4. That the breeder does not have a medical license.

They may be experts as breeding, but their ability to provide a diagnosis and treatment plan is better left to a person who can examine your pet, perform diagnostics, and discuss treatment options with you. When you sit in the exam room with your pet and tell your vet that "the breeder recommended...." it is equivalent to telling your general practitioner that "your psychic told you that you have a brain tumor." In general, we ignore it. Sorry.

5. That my ability to help your help is directly proportional to your desire to do the same.

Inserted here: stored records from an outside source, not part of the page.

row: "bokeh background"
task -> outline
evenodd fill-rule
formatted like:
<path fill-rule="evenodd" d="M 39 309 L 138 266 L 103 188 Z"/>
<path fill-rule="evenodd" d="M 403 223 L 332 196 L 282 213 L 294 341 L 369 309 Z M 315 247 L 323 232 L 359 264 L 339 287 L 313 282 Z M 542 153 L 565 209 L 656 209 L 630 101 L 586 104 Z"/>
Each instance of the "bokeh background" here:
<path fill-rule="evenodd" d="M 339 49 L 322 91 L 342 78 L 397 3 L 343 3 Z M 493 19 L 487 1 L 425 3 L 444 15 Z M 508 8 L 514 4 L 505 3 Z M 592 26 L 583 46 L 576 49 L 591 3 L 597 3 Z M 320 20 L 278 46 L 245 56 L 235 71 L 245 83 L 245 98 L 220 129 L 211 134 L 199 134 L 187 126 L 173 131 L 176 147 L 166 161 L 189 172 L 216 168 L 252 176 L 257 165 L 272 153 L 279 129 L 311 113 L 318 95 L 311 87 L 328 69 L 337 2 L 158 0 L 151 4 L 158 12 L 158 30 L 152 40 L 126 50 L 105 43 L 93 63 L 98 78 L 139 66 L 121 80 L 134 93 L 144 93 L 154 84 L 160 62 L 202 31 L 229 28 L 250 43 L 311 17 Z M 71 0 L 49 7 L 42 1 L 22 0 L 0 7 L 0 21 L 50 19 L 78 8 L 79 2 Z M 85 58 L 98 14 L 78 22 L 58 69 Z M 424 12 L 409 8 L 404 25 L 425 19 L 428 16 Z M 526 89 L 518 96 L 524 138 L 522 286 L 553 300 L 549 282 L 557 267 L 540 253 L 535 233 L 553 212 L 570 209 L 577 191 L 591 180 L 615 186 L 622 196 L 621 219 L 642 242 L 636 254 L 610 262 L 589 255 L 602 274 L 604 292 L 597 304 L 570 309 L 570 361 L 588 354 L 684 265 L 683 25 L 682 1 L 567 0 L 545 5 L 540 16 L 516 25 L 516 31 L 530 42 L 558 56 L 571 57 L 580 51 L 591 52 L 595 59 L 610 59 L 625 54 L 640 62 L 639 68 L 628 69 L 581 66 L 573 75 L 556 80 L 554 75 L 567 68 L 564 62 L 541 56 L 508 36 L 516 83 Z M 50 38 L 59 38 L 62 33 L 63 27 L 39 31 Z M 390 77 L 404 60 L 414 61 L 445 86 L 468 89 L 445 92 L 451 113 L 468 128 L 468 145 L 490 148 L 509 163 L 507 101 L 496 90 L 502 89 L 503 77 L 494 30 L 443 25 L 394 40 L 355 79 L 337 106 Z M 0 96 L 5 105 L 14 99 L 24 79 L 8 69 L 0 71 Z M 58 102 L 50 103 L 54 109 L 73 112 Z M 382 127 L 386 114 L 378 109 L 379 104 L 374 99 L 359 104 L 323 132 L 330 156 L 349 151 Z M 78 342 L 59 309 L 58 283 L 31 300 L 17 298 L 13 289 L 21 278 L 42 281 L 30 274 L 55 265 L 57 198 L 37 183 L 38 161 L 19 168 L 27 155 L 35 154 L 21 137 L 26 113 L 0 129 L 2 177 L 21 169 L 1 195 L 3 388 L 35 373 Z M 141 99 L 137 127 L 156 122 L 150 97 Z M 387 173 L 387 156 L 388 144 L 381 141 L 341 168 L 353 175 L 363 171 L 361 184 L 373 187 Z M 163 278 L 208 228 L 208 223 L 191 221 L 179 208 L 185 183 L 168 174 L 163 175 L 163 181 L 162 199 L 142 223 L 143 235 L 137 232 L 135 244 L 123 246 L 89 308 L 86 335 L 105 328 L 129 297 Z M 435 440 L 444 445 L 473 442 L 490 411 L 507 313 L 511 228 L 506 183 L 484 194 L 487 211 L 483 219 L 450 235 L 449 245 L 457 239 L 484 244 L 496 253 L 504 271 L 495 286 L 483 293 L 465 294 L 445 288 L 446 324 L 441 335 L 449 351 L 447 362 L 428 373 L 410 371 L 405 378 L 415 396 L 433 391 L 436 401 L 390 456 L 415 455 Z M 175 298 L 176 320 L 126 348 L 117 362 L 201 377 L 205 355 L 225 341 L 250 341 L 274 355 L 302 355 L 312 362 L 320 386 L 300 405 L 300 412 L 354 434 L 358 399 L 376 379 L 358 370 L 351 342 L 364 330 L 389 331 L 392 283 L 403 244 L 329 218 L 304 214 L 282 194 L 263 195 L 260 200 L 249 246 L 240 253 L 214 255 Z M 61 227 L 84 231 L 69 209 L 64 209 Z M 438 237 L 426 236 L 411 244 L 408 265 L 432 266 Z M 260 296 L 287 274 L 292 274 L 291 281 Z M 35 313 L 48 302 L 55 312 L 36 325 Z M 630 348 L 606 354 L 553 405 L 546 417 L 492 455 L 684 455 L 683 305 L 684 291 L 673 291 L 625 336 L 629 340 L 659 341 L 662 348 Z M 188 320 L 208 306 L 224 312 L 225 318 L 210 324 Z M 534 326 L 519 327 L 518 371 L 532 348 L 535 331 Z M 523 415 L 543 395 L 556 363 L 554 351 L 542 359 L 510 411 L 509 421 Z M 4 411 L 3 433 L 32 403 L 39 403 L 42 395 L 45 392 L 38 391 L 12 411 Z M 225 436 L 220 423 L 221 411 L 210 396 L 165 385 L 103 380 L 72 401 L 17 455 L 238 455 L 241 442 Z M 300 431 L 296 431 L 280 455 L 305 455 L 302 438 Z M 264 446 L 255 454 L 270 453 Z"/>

If you have followed my advice with number 1 then number 5 is easy. Every vet that I know will help you find a way to help your pet if disaster hits IF you want to help them. Be the person that you would want to help. Be nice, be honest, and be reasonable. For my longtime good clients I will offer payment assistance, contact rescue groups that  help pets in need, or even do pro bono work. There are options and resources for people. They are in limited supply, but most veterinarians are in practice because we care about people who care about their pets.
For clients who want to help their pets and are on a budget we can offer discounted generic drugs, multiple treatment options, and if you ever feel uncomfortable, skeptical, or unsure about what to do, get a second opinion. It is my hope that this is what you would do for yourself should the patient be you.

If you have any pet questions you can ask me free at Pawbly.com. Meet people who can help, offer advice of your own, and meet people who share your same pet interests.

Or find me on Twitter @FreePetAdvice, or on Google+.


  1. 4. It helps that back in the day I used to *be* one of those people working at a pet store. I never claimed to know more than a veterinarian but I didn't realize that what I was being "taught" was marketing information, not actually based in reality.

    Some stores will claim we veterinarians just don't know what they know, having been there helps me show clients that I do know, and they're misinformed.

    1. Hello!
      Thanks for reading and for your being honest about what is very common practice in the pet food stores.

      Have a great day!

  2. I loved this! I'm going to share it. I started blogging a few months ago but haven't broached subjects like this as I don't want to offend clients. A delicate balance indeed

    1. Hello,
      Thanks for taking the time to read and comment. I use my blog as a way to vent, grapple with cases, decide who I am amidst a field of people and clients that I dont always see eye to eye with, etc. Bu I decided long ago that i had to write from my 1st person perspective, in a enuine, honest voice, and live with the consequences of people telling me why i am wrong with all of that. I never mean or intend to judge or offend, but I will die being honest,, and maybe a big loud, emotional, and opinionated..but that is who I am.
      I open my mouth too much and I apologize when it hurts people.. my lessons of life arent complete, but my conscious is clear and and I am still the vet out to save the world one wet nose at a time. In the end I am always true to that, and I never make a decision that is not in the pets best interest.
      Life for me isn't about trying to maintain a balance it is about living it every single second. I don't sweat the small stuff and I live by my own motto and creed. I am not the vet to every client, and I do not wish to be. It has proven to make me a happier healthier vet and built a more successful practice.
      Best of luck, and I look forward to reading your blog.

  3. Wonderful article Dr Magnifico! Admired your courage and honesty. I did similar article on my blog but was nervous of offending clients too. Keep up the good work. Mary.